丽贵妃满心欢喜迎上前,殷勤备至,可帝王的目光,自始至终都落在角落里的苏凝华身上。她依旧素衣素面,垂手侍立,身姿纤细,却透着一股旁人没有的沉静,即便满宫喧嚣,也难掩其锋芒。
“你过来。”萧珩淡淡开口,声音里带着不容置疑的威严。
苏凝华缓步上前,屈膝跪地,脊背挺直:“奴婢参见皇上。”
“前日受惊,可痊愈了?”萧珩的语气,比往日温和几分,却依旧藏着探究。
“回皇上,奴婢无碍,多谢皇上挂念。”
话音落,一枚通体碧绿的羊脂玉佩,轻轻落在她面前的青砖上,玉佩上雕着古朴云纹,乃是帝王贴身之物,温润通透,一看便知价值连城。“赏你的,安神辟邪,往后在宫中,不必再惧旁人刁难。”

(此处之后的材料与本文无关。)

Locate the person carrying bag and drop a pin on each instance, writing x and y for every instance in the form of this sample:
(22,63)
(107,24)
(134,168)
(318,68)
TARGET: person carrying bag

周遭瞬间安静下来,丽贵妃脸上的笑意一僵,眼底掠过一丝不易察觉的嫉妒与忌惮。赏赐宫人玉佩本是常事,可赐贴身玉佩,已是天大的恩宠,足以见得帝王对这宫女,格外不同。
苏凝华心头一沉,却不敢推辞,叩首谢恩:“奴婢谢皇上恩典。”她双手捧起玉佩,指尖触到上面残留的帝王余温,只觉得烫手至极。这哪里是赏赐,分明是帝王的枷锁,是告诉她,也告诉全宫之人,她苏凝华,是皇上看中的人,从此一举一动,皆在帝王眼底,再无半分退路。
萧珩看着她恭顺的模样,眸色深沉。他赏她,既是安抚,也是试探。这个女子,身处漩涡中心,屡遭险境,却始终沉稳从容,不骄不躁,身世清白却气质卓然,他越是留意,越是觉得她深不可测。他倒要看看,她究竟能忍到何时,究竟藏着怎样的秘密。
坐了不过半刻,萧珩便起身离去,自始至终,与丽贵妃不过寥寥数语,所有目光,都落在了苏凝华身上。
待帝王走后,丽贵妃看向苏凝华的眼神,少了几分全然的信任,多了几分疏离:“皇上对你青眼有加,是你的福气,只是切记,你是本宫宫里的人,莫要忘了本分。”
“奴婢不敢,奴婢此生,只忠心娘娘一人。”苏凝华连忙表态,将玉佩小心收好,神色愈发恭谨。
夜深人静,长春宫彻底安静下来。
苏凝华坐在灯下,将木槿玉簪与御赐玉佩并排放在桌上,一冷一温,一仇一恩,泾渭分明。
萧珩,你赐我恩宠,赏我玉佩,想将我困在这深宫棋局里,做你顺服的棋子,可你永远不会知道,我要的从不是恩宠荣华,而是将军府满门的清白,是你欠我的血债。
你给的恩宠,我尽数收下,便当作日后清算的本钱。你借我制衡后宫,我便借你的恩宠,借丽贵妃的权势,一步步靠近御书房,靠近那本藏着真相的密档。
凤阙深深,权谋如刀,你以恩宠为刃,我便以隐忍为甲。
这盘棋,我陪你下到底,只是最终的胜者,绝不会是你。
她将玉簪重新贴身藏好,玉佩锁进木盒,眼底最后一丝柔软褪去,只剩冷冽的坚定。窗外月色寒凉,照进深宫一隅,一场关乎爱恨、生死与复仇的较量,才刚刚进入白热化。